UL joined forces with School Family Media in 2012 to bring Family Science Night to schools across the country. Organized by parent groups in K-8 schools, the events are designed to bring kids, parents and teachers together for an educational and fun night that sparks an interest in STEM (science, technology, engineering and math). And, educators are finding it beneficial that the experiments complement the Next Generation Science Standards in Physical, Earth and Space and Life Sciences.
The experiments and hands-on activities are designed for adults and kids to work and learn together. There are 23 experiment/activities to choose from with new ones added every year. The PTO decides how many activities they can handle during the event, which is usually set up in the largest available area of the school, such as the cafeteria, gym or library. Some of the favorite experiments are Code Making and Encryption; How Germs Spread; Energy Sticks: Making Potential and Kinetic Energy; Engineering Your Own Hovercraft; Wind Energy; Buildings and Earthquakes; Building Bridges; and Build a Catapult and Test It.

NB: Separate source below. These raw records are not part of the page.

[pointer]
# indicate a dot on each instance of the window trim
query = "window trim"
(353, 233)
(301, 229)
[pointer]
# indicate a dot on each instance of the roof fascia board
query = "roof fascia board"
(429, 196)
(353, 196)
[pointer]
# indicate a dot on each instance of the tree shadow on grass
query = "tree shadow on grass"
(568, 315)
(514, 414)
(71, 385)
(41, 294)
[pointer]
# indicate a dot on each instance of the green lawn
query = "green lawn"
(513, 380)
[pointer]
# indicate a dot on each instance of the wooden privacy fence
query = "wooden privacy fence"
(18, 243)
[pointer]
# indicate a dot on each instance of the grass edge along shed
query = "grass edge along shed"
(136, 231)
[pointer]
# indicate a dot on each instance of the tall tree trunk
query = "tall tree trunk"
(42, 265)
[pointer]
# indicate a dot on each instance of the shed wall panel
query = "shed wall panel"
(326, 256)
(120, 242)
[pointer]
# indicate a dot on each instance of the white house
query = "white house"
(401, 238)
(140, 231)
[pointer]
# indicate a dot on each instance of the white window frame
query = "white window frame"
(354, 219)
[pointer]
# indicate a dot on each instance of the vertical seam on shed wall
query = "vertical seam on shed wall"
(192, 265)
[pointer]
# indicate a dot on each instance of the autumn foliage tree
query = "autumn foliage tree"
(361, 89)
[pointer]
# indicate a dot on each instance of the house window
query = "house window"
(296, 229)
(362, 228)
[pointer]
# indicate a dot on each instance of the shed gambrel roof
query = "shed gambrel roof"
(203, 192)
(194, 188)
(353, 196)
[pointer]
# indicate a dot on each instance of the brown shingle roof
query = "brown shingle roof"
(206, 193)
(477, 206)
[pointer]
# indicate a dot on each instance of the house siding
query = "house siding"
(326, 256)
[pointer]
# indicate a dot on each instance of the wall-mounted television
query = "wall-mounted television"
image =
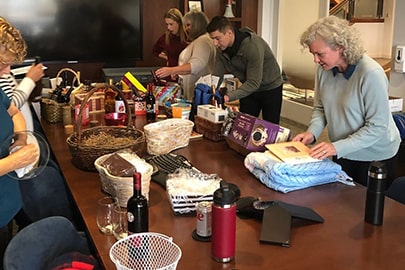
(77, 31)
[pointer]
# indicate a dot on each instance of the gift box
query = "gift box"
(167, 93)
(251, 134)
(212, 113)
(209, 129)
(95, 102)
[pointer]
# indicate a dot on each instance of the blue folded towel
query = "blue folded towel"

“When kids investigate and experiment, they come to their own conclusions through trial and error instead of being told what will or what should happen. That’s empowering, and that’s what happens at Family Science Night,” says Ginger Sommer, program manager for education and outreach with UL.
Family Science Night is a turn-key operation - event leaders receive a step-by-step guide that walks them through the entire process. All planning and promotional tools are available online along with the 23 experiments, journal records for each experiment, invitation flyer, letterhead, Facebook graphics, printable photo booth props, and even printable “mad scientist” gift basket tags. A clickable summary chart that outlines each experiments complexity to set up, supplies and materials needed, time to complete, and even which experiments are better for young children is also available.
As Sommer concludes, “the smiles on their faces are just priceless,” spotlighting the value that one night immersed in family and science can bring to a child.